Here in southern Belize, where I'm slowly working on dissertation research, it's hard to miss the influence of the Church on the local populations. There are a variety of churches trying to position themselves as the faith of choice here in Punta Gorda and in the villages of Toledo. Roman Catholics seem to be the most rooted here in the region, as evidenced by the many RC schools scattered throughout the district. However, Protestants continue to make inroads, and are quickly becoming a force in religious lives of many.

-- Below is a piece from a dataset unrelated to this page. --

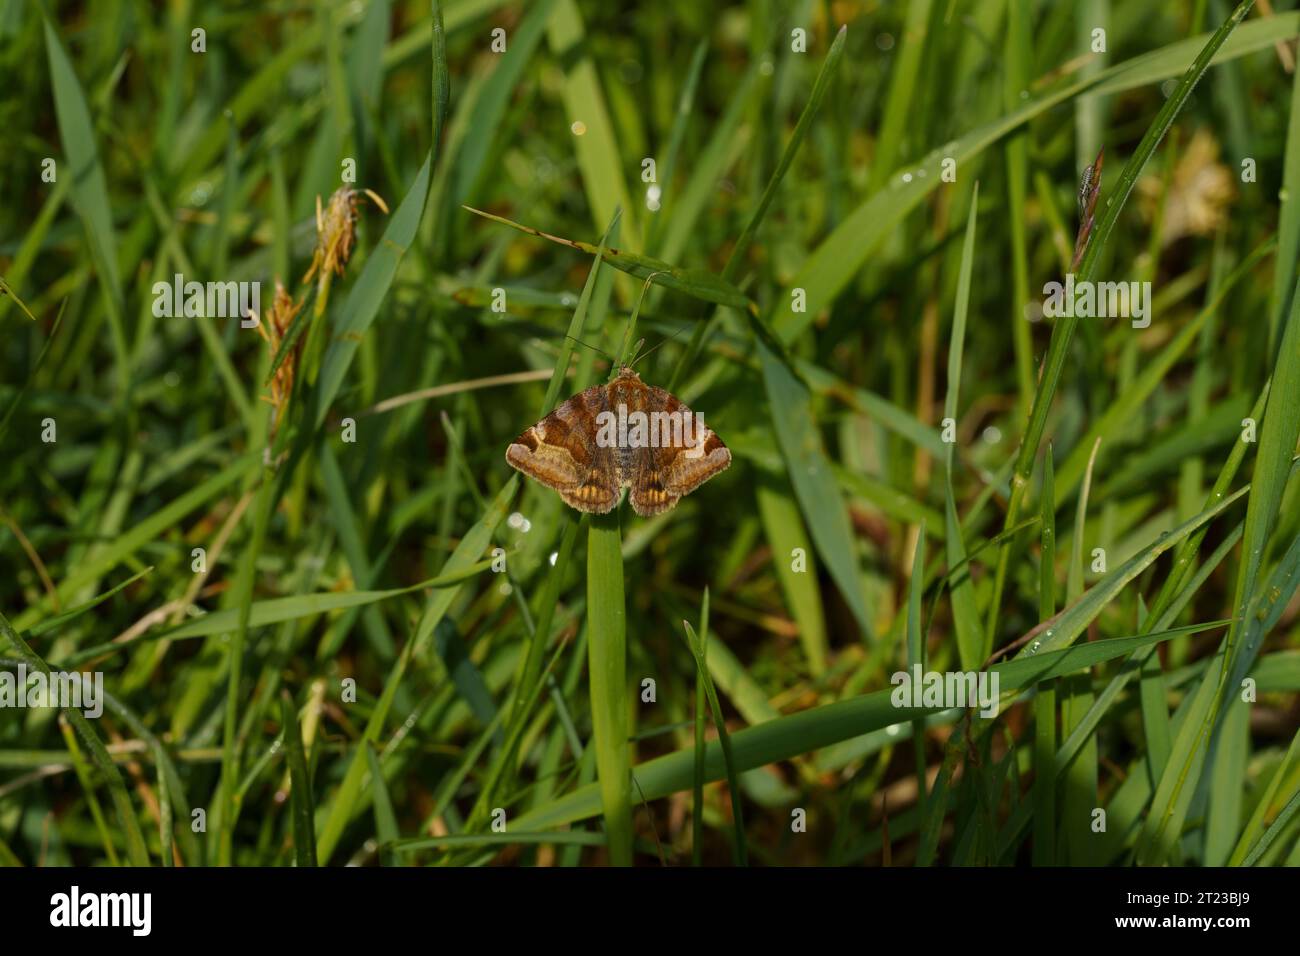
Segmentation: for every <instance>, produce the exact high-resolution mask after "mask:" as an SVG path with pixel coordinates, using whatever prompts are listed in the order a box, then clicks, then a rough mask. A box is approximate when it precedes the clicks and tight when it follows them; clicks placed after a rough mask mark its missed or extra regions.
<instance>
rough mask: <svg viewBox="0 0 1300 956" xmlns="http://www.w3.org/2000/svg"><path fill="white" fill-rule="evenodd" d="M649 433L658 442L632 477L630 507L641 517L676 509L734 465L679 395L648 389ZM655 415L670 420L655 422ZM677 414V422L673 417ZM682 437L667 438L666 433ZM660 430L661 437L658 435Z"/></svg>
mask: <svg viewBox="0 0 1300 956" xmlns="http://www.w3.org/2000/svg"><path fill="white" fill-rule="evenodd" d="M650 392H651V397H650V401H649V403H647V405H649V411H650V431H651V436H655V438H656V441H655V442H651V445H653V446H651V447H646V449H640V451H641V453H642V454H638V455H637V463H638V467H637V468H636V471H634V473H633V481H632V493H630V496H629V501H630V502H632V507H633V509H634V510H636V512H637V514H638V515H642V516H646V518H647V516H650V515H656V514H660V512H663V511H667V510H668V509H671V507H673V506H675V505H676V503H677V502H679V501H681V498H682V497H684V496H686V494H690V493H692V492H693V490H695V489H697V488H699V485H702V484H703V483H705V481H707V480H708V479H711V477H712V476H714V475H716V473H718V472H720V471H725V470H727V467H728V466H729V464H731V450H729V449H728V447H727V446H725V445H724V444H723V440H722V438H719V437H718V436H716V434H715V433H714V431H712V429H711V428H707V427H705V423H703V418H701V416H698V415H695V414H694V412H693V411H692V410H690V408H688V407H686V406H685V405H684V403H682V402H681V401H680V399H679V398H677V397H676V395H673V394H671V393H668V392H664V390H663V389H650ZM655 412H667V414H668V418H667V419H656V418H655ZM675 414H676V418H675V416H673V415H675ZM677 421H681V432H680V433H679V432H676V431H673V432H671V441H669V440H668V438H669V436H667V434H664V432H663V429H664V427H666V424H664V423H667V427H669V428H676V423H677ZM656 429H658V434H655V432H656Z"/></svg>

Other religious groups are active as well. It is not uncommon to see a Maya woman in traditional dress - except for her Mennonite bonnet. The Jehovah's Witness has a number of buildings here too, and one can often witness the men in suits walking with bibles in hand, hoping to find another convert. And white missionaries from various faiths seem to be here in various guises. The above picture is of a church in the village of Boom Creek, and in it's construction, Maya tradition (the thatch roof) can be seen blended with icons of the Church (large crosses cut into the front walls).
A friend doing research in one of the nearby Maya communities has described the religious division in the village: Catholics mostly inhabit one side of the creek, and Protestants the other. She occasionally has drinks with the Catholics, while such activity is forbidden on the other side of the creek. The divisions based on religious lines appear deeply rooted, and have consequences in the daily life of the village.
And what becomes of traditional Maya spirituality in such circumstances? For me, it is hard to say definitively, as my research (or that of my friend's) is not on religious and spiritual issues. However, having worked with Maya healers, it is safe to say the Maya spirituality remains alive for many here. It appears that there is little conflict between traditional spirituality and missionary religion in the minds of those who practice.